The Impact of Merger Bids on the Participating Firms' Security Holders

Authors

  • PAUL ASQUITH,

  • E. HAN KIM

    Search for more papers by this author
    • Assistant Professor of Finance, Harvard University, and Professor of Finance, The University of Michigan, respectively. We wish to thank Michael Brennan, Eugene Fama, Bob Hamada, Bob Higgins, John Lintner, Larry Schall, Peter Dodd, and especially Michael Bradley for helpful comments, and Y. Yun for assistance in data collection. This research was supported by summer research grants from Harvard University and the University of Michigan Graduate School of Business Administration.

ABSTRACT

This paper investigates whether merger bids have an impact on the wealth of the participating firms' bondholders and stockholders.
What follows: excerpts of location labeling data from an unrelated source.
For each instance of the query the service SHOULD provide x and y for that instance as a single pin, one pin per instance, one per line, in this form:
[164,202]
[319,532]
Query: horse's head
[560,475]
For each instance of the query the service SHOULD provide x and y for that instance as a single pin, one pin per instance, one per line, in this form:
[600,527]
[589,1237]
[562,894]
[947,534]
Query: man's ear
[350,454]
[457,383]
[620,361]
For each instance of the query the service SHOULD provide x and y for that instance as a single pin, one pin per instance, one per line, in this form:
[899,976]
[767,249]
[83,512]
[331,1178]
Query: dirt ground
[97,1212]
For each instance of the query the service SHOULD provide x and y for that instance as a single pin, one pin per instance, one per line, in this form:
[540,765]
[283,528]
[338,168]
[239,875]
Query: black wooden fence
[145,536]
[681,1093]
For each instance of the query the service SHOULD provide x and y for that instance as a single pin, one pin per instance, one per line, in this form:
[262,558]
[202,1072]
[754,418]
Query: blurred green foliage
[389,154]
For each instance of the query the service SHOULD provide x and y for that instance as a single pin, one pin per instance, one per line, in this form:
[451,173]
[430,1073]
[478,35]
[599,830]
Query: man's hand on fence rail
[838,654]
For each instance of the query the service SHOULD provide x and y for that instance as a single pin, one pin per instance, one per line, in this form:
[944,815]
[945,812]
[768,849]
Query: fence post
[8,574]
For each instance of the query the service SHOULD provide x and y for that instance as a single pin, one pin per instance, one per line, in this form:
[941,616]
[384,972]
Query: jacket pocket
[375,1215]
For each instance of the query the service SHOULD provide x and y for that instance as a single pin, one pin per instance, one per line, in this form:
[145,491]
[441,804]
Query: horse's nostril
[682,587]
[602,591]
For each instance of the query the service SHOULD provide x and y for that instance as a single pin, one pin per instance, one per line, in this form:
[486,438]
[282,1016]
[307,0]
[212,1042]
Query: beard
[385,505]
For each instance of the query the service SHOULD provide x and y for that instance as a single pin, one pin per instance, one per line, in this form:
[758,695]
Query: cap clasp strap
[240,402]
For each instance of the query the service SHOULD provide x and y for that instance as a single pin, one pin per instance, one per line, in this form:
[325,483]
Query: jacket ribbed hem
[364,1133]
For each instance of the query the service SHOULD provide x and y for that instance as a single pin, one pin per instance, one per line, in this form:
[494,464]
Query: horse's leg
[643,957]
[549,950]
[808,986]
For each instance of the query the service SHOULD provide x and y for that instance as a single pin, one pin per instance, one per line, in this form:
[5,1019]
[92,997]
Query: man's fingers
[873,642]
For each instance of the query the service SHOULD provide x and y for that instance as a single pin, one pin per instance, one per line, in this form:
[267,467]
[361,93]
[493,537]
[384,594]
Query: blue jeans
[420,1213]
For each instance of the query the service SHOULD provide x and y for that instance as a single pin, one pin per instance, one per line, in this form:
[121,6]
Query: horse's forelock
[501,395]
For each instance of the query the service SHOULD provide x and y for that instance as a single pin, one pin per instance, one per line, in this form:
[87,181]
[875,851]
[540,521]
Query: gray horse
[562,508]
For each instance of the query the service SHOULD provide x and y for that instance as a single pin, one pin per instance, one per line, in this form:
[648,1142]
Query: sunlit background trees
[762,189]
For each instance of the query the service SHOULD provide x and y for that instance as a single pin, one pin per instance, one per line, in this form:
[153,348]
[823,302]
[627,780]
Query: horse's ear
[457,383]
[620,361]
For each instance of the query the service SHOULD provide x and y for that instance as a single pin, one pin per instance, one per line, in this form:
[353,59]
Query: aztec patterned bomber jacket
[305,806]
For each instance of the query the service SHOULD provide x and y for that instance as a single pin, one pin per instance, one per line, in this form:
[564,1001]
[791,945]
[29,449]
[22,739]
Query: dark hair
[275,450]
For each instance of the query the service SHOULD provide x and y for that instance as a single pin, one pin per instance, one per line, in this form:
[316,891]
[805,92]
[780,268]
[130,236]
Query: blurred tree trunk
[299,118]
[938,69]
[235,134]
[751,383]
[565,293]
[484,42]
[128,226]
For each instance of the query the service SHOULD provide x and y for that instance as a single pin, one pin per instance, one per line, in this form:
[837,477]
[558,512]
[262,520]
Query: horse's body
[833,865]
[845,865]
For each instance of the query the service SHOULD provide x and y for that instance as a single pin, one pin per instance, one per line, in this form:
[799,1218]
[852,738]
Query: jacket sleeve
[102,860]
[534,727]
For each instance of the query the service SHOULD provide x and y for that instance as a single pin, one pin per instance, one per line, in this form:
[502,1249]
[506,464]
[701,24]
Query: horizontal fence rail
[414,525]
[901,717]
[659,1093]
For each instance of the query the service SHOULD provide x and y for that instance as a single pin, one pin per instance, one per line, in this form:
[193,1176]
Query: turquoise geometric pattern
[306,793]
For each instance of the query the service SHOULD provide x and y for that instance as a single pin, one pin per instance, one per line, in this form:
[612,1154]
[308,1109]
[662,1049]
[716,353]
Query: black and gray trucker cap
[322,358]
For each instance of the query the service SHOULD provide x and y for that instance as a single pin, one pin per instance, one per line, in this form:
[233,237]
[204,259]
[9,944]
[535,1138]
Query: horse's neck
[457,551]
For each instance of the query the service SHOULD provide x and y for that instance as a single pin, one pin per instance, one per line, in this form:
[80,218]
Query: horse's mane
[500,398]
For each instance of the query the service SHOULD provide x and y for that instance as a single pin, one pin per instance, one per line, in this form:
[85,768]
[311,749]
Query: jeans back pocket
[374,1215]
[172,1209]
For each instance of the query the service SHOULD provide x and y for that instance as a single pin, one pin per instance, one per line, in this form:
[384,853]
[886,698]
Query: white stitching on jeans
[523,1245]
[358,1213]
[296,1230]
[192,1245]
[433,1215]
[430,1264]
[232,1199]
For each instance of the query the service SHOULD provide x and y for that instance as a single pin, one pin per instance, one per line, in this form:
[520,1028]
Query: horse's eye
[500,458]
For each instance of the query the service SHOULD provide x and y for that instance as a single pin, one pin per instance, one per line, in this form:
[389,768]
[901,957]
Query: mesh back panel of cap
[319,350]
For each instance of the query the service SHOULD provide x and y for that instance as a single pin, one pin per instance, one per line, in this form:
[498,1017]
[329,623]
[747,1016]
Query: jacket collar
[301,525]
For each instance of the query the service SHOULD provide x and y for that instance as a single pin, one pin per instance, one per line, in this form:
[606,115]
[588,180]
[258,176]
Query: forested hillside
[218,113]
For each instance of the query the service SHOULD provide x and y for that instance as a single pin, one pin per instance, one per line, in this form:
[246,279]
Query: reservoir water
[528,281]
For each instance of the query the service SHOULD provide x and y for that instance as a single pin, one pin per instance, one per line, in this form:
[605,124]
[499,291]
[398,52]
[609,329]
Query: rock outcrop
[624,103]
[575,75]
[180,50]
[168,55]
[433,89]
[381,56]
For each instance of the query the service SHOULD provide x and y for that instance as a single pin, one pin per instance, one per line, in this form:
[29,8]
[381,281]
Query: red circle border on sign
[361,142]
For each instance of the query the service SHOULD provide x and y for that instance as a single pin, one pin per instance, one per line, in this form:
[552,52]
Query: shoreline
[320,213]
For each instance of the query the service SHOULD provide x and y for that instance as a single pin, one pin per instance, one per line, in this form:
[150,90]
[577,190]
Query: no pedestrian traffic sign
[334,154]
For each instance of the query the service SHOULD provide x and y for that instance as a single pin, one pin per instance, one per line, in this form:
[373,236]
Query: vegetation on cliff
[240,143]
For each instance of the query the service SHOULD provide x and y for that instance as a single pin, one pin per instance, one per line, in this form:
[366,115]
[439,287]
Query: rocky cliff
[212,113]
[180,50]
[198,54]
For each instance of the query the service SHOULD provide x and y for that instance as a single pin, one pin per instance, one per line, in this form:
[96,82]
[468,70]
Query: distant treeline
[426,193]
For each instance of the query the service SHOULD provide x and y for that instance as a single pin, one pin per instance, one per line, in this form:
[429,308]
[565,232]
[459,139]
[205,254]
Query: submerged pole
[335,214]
Monthly and daily bond and stock returns are calculated relative to the announcement date of a merger bid for a sample of conglomerate mergers. The results show that while the stockholders of target firms gain from a merger bid, no other securityholders either gain or lose. To provide direct evidence on the existence of “diversification effects” and “incentive effects,” we test whether the bondholders' returns are dependent upon the correlation between the returns of the merging firms and whether the size of the bondholders' and stockholders' returns in individual mergers are correlated. The results are consistent with a capital market that efficiently resolves conflicts of interest between stockholders and bondholders.